WCSE 2022 Spring
ISBN: 978-981-18-5852-9 DOI: 10.18178/wcse.2022.04.051

Intelligent Inspection Robotic System for Bridge Cable Defect Identification and Positioning

Jie Li, Chunlei Tu, Xingsong Wang, Mengqian Tian

Abstract— With a large number of cable-stayed bridges being built and applied, these cables need regular inspection and maintenance to ensure traffic safety. Cable inspection robots can effectively replace traditional manual detection, and the rapid identification of defects is very important to improve inspection efficiency. This paper proposes an intelligent robotic system for bridge cable defect identification and positioning. The 360-degree cable surface images are captured simultaneously by four cameras installed around the developed inspection robot. Based on the Mask R-CNN and image processing, the robotic system can quickly identify the surface defects of cables.
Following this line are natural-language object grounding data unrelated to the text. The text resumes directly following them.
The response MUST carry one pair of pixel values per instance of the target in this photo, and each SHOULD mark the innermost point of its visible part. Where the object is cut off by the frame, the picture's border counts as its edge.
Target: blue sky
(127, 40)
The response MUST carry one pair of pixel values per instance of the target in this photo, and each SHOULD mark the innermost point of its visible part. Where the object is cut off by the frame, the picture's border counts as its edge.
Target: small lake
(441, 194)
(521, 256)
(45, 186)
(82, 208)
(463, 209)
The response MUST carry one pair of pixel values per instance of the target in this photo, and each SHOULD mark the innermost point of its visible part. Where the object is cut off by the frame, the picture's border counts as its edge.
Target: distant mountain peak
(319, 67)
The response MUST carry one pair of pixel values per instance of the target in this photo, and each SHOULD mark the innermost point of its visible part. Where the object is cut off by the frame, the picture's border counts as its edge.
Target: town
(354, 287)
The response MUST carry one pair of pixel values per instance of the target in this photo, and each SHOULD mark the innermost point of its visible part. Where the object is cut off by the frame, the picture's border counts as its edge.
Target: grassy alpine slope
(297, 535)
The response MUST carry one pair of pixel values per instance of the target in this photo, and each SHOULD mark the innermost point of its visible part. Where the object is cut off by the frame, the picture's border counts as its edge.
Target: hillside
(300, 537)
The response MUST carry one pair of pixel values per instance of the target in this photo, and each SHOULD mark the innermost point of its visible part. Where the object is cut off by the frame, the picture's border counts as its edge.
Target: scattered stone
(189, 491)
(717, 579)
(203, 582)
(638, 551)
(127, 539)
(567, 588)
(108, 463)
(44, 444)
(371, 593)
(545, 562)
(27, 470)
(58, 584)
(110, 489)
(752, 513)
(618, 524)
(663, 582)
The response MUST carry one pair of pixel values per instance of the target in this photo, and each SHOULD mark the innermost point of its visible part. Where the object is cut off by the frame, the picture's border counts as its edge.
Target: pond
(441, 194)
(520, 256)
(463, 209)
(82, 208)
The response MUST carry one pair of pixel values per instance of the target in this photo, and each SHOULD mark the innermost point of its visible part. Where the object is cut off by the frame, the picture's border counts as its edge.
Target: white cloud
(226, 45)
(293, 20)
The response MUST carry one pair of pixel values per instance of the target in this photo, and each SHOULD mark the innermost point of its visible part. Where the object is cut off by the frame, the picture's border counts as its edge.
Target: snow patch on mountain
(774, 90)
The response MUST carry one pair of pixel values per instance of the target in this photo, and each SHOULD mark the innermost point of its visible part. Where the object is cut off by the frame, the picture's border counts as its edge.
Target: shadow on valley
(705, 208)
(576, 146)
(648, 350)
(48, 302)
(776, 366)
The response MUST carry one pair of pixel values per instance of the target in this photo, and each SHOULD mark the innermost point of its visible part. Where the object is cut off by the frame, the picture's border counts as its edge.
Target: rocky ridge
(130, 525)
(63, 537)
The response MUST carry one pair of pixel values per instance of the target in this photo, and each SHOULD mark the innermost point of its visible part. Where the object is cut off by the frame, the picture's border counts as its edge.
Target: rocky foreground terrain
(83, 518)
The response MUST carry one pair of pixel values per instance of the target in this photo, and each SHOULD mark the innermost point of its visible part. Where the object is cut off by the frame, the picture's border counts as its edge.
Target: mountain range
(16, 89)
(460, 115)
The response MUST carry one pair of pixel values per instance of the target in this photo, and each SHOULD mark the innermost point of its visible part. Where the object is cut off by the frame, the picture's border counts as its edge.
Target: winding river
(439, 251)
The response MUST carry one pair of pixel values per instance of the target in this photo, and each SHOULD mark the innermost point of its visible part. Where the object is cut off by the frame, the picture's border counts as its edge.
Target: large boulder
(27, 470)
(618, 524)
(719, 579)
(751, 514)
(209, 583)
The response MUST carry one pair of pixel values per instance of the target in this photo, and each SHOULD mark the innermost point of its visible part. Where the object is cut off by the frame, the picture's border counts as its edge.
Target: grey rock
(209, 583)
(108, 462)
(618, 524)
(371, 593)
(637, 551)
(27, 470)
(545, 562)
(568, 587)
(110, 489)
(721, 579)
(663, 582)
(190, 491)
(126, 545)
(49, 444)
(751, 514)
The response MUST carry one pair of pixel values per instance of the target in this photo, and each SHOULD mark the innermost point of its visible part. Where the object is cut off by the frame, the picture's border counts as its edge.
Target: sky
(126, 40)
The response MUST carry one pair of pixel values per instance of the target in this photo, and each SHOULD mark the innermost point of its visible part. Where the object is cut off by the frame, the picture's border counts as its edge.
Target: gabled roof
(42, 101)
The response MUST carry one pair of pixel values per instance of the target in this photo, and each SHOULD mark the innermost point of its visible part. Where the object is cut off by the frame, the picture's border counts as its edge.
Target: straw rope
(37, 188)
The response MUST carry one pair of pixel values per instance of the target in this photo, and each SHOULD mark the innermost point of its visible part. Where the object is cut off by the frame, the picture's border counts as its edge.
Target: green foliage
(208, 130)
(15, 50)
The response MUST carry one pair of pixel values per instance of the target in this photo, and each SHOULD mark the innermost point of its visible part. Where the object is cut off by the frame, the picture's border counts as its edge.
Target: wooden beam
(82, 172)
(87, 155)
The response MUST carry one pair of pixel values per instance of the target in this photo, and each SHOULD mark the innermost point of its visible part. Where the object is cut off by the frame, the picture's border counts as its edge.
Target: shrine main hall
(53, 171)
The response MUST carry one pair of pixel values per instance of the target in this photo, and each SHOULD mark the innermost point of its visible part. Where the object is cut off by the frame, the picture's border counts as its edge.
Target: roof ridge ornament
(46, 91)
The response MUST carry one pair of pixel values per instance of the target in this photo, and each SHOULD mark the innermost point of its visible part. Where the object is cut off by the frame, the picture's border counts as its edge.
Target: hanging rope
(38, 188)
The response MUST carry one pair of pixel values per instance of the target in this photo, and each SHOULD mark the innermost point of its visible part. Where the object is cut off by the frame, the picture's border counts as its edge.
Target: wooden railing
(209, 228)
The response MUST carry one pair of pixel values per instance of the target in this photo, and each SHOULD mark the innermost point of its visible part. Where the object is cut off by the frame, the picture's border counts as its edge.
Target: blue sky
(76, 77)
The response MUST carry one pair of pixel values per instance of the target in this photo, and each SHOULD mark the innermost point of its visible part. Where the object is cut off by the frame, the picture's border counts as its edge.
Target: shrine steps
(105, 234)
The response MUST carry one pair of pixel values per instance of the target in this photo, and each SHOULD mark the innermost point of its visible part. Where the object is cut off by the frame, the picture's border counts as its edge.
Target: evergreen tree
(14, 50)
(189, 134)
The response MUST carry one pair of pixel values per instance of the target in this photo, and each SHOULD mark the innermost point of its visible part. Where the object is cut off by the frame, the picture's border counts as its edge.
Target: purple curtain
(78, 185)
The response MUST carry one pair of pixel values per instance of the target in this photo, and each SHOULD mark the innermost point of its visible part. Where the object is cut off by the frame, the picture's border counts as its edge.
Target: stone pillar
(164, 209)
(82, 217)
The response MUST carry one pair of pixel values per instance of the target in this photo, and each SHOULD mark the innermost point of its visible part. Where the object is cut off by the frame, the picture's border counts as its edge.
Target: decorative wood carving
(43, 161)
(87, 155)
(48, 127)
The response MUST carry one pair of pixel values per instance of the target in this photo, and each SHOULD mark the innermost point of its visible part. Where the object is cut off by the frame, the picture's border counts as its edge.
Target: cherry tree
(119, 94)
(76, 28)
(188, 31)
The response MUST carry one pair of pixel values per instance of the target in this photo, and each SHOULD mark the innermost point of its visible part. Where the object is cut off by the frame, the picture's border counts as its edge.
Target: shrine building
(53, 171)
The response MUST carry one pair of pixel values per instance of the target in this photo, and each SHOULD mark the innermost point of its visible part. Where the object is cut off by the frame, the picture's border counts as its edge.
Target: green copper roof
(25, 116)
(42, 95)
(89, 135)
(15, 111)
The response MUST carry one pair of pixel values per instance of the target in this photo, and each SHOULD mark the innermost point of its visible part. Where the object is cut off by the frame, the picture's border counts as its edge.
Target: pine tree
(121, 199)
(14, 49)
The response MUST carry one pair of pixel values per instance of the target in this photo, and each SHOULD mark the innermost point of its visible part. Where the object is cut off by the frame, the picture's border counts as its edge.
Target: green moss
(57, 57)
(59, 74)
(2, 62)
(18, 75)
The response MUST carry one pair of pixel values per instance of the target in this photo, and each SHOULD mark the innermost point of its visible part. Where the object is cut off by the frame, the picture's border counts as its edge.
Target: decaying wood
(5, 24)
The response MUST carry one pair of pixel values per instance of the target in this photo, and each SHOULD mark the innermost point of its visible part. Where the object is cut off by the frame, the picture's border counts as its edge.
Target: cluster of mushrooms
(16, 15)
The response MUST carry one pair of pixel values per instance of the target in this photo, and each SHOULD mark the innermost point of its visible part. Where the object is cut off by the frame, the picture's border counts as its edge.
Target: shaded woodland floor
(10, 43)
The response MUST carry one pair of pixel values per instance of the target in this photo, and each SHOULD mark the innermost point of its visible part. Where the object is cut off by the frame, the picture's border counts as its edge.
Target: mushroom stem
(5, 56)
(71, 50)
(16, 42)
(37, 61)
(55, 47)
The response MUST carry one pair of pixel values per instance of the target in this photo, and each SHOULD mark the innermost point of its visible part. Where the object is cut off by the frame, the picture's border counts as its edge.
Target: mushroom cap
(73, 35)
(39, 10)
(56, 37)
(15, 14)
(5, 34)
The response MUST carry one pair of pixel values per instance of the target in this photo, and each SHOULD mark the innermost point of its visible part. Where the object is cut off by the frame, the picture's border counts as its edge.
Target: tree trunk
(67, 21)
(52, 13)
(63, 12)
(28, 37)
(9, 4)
The deep learning network is mainly composed of multiple layers of convolutional neural networks, which can achieve classification, regression and pixel-level mask generation of cable surface defect objects. The location information of these identified cable defects will be measured and recorded by ultra-wide band (UWB) positioning components. These positioning data are sent to Kalman filter for optimal estimation. Experimental results indicate that the inspection robotic system can successfully and quickly identify cable defects, and the average processing speed of each cable image is about 0.16s. The robot can realize high-precision defect positioning, and the positioning error is within ±2cm. The application of the robotic system is conducive to confirming the safety of bridges, improving the efficiency of cable inspection, and providing support for the subsequent maintenance.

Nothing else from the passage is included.